[ibis-macro] Re: Technical questions on BIRD197.2

  • From: Mike LaBonte <mlabonte@xxxxxxxxxx>
  • To: michael.mirmak@xxxxxxxxx, "IBIS-ATM (ibis-macro@xxxxxxxxxxxxx)" <ibis-macro@xxxxxxxxxxxxx>
  • Date: Wed, 27 Mar 2019 15:04:18 -0400

I'd like to address #1 and #3:

1) This should be mentioned at vote time, but the editorial task group clearly will fix any such items when the time comes. Making it X.X might help make it stand out more.
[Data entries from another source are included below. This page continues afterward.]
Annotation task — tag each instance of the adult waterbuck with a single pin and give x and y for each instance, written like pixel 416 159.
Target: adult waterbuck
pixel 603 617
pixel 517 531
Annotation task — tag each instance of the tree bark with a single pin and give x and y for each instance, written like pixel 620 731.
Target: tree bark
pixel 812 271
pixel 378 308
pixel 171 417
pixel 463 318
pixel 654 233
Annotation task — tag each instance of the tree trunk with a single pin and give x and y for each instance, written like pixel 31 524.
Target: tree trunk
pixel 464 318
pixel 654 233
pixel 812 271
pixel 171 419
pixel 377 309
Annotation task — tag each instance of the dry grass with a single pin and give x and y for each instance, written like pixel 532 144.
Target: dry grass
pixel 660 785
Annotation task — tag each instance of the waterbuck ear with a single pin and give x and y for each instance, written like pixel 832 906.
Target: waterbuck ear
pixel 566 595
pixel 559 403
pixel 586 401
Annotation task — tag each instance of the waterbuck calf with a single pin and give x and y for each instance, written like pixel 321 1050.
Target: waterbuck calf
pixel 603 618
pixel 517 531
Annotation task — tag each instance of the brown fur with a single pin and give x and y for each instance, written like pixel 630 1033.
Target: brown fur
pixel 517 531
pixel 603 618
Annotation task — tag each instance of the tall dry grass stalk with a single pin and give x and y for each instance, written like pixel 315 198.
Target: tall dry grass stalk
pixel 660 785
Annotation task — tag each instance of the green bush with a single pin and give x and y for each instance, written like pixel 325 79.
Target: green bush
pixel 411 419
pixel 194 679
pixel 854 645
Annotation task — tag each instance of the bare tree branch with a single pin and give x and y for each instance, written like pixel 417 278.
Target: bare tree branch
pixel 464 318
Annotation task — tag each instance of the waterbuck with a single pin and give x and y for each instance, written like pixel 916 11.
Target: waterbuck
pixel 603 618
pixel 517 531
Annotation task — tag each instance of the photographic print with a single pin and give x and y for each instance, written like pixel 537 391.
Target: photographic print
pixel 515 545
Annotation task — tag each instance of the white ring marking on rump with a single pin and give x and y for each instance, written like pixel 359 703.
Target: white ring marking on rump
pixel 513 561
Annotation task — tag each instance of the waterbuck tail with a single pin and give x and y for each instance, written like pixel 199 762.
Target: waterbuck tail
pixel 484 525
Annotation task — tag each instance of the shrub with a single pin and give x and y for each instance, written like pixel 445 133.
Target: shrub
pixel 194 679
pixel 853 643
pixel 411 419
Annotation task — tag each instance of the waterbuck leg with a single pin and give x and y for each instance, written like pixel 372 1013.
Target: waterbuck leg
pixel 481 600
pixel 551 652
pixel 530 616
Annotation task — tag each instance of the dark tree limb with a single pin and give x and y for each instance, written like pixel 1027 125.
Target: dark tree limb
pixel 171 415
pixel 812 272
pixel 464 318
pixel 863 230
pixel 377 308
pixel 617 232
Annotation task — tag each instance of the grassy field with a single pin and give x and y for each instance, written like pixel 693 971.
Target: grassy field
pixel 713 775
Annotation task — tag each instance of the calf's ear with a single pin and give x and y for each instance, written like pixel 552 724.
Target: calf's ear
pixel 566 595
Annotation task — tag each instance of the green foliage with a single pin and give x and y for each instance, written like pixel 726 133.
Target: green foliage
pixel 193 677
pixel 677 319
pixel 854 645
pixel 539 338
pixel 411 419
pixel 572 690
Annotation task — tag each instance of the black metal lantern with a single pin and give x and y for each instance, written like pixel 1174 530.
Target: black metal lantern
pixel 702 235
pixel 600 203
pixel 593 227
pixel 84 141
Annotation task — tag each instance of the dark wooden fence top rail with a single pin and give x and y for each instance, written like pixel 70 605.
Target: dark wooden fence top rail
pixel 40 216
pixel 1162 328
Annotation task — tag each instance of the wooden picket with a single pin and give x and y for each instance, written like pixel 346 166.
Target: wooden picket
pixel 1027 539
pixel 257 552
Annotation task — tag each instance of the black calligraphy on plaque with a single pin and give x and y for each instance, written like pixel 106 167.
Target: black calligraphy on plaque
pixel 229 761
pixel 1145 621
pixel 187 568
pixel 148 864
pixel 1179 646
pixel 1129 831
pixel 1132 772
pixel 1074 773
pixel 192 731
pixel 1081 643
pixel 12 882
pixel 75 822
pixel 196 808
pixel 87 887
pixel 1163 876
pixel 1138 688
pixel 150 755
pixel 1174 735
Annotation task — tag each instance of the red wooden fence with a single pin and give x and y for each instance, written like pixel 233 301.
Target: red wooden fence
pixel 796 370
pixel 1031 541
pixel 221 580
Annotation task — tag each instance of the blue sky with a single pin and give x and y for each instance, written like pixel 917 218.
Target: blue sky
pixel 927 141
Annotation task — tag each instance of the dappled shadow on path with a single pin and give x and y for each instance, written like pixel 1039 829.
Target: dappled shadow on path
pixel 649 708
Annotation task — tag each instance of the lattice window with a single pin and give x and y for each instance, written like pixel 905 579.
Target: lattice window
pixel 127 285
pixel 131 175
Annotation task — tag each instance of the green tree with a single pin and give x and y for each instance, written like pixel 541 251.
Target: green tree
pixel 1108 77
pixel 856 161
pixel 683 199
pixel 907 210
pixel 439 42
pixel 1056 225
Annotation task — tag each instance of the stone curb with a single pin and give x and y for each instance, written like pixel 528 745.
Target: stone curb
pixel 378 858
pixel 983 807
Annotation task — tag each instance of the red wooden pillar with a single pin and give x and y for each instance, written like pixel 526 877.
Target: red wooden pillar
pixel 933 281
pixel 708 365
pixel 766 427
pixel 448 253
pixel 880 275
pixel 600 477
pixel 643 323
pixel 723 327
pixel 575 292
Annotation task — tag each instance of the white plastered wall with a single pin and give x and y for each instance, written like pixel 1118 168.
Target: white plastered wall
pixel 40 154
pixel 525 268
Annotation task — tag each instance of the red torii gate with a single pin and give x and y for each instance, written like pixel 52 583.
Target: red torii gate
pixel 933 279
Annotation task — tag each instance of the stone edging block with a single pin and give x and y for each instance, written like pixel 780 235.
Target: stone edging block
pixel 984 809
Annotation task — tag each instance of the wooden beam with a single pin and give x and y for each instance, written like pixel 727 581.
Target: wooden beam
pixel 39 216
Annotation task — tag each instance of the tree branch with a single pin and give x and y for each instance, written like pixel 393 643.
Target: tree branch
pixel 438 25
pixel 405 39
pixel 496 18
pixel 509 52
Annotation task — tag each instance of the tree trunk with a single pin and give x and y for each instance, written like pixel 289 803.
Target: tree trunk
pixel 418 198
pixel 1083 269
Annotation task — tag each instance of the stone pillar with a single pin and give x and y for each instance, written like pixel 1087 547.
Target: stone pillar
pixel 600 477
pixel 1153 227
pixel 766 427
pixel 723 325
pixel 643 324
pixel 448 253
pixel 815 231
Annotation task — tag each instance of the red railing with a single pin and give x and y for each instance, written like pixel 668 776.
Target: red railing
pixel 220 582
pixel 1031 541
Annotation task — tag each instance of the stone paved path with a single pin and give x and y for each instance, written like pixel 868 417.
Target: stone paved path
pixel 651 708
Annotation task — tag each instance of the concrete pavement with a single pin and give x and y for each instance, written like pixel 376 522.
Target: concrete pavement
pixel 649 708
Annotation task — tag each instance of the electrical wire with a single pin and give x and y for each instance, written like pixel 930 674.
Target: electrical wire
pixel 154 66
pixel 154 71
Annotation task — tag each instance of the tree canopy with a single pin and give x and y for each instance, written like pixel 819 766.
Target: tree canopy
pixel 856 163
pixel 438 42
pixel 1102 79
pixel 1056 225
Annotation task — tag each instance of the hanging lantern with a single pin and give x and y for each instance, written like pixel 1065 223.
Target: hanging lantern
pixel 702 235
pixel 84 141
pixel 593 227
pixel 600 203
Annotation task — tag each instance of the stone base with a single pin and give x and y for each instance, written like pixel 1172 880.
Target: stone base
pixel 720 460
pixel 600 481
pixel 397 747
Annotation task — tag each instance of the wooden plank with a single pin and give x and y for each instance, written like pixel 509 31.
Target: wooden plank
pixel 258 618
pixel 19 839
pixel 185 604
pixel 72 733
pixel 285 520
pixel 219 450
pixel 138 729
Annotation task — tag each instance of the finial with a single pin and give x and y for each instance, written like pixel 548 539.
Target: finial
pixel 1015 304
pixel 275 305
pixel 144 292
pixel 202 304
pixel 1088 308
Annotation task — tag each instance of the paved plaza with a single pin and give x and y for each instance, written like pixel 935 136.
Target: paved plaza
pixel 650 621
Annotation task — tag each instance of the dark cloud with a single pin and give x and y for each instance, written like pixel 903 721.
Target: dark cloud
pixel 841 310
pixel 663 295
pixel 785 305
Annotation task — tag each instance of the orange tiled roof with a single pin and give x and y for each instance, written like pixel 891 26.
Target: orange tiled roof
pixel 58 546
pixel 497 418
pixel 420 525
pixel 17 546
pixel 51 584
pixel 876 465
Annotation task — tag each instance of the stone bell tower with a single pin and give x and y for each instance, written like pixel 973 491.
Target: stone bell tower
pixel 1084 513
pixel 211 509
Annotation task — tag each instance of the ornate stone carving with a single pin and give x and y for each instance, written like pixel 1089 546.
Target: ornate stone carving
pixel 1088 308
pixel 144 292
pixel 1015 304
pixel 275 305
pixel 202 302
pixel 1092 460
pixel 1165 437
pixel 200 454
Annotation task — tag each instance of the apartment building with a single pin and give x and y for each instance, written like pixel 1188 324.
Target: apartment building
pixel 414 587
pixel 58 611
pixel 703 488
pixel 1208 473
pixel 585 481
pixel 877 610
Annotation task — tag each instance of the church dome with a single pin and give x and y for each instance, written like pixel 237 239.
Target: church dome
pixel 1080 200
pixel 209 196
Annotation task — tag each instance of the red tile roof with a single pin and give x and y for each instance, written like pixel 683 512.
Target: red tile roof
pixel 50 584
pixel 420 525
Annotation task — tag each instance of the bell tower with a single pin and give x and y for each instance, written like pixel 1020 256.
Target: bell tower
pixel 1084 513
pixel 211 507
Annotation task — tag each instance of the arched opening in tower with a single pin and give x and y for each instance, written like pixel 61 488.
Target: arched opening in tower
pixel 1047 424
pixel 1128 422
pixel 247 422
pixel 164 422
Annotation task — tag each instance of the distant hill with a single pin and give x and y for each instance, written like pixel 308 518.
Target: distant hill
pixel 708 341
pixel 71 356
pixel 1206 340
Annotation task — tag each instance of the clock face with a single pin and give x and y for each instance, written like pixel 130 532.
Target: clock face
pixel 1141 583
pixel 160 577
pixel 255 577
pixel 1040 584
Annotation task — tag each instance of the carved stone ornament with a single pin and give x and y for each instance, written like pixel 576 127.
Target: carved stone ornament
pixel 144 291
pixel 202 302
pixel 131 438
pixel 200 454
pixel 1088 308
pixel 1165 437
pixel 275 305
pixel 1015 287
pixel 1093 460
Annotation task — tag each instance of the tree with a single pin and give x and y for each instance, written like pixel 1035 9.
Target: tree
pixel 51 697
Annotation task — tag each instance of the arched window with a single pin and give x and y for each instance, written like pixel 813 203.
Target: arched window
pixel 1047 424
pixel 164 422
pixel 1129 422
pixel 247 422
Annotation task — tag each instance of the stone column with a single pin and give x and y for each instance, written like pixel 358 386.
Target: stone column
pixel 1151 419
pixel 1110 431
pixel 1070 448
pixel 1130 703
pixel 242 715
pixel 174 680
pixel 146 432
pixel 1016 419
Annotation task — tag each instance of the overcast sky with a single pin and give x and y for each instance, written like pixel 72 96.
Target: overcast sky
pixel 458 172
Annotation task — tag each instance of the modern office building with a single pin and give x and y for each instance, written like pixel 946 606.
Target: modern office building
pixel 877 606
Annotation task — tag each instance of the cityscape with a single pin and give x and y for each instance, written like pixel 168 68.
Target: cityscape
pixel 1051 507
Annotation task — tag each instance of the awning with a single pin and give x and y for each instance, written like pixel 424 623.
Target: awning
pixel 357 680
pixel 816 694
3) We have the precedent of placeholders DLL_Path and DLL_ID, filled in at run time. Unlike bit_time and sample_interval, DC_Offset is not always required. I'm OK with it as an AMI parameter.

Mike

On 3/27/2019 1:52 PM, Mirmak, Michael wrote:


Sorry not to have raised these earlier, but the recent posting of BIRD197.2 to the IBIS reflector in advance of the Open Forum vote has “inspired” some questions…

 1. The BIRD explicitly states under “Required” that the parameter
    DC_Offset is “illegal before AMI_Version 7.0”.  Should this read
    “7.1”, or even be left as “X.X” until the BIRD is formally
    integrated into a specific IBIS document?

 2. The BIRD definition and part of the BIRD change text mention step
    responses.  Are there any other adjustments to IBIS language
    needed to make explicit that both step responses and impulse
    responses are now legal waveform types as part of AMI simulation? 
    The concern is that the model and tool may not have unambiguous
    information about the waveform to generate/expect.

 3. DC_Offset is somewhat “weird” in that we are declaring an input
    parameter as part of a .ami file but which is essentially only a
    placeholder.  In other words, we have other “inputs” to a DLL
    which are defined in the specification but are not formally part
    of the .ami file structure (the waveform itself is one such
    instance, as is bit_time).  Anything part of the .ami file is
    actually determined by the model maker. Shouldn’t DC_Offset be
    part of the AMI function calls, similar to bit_time?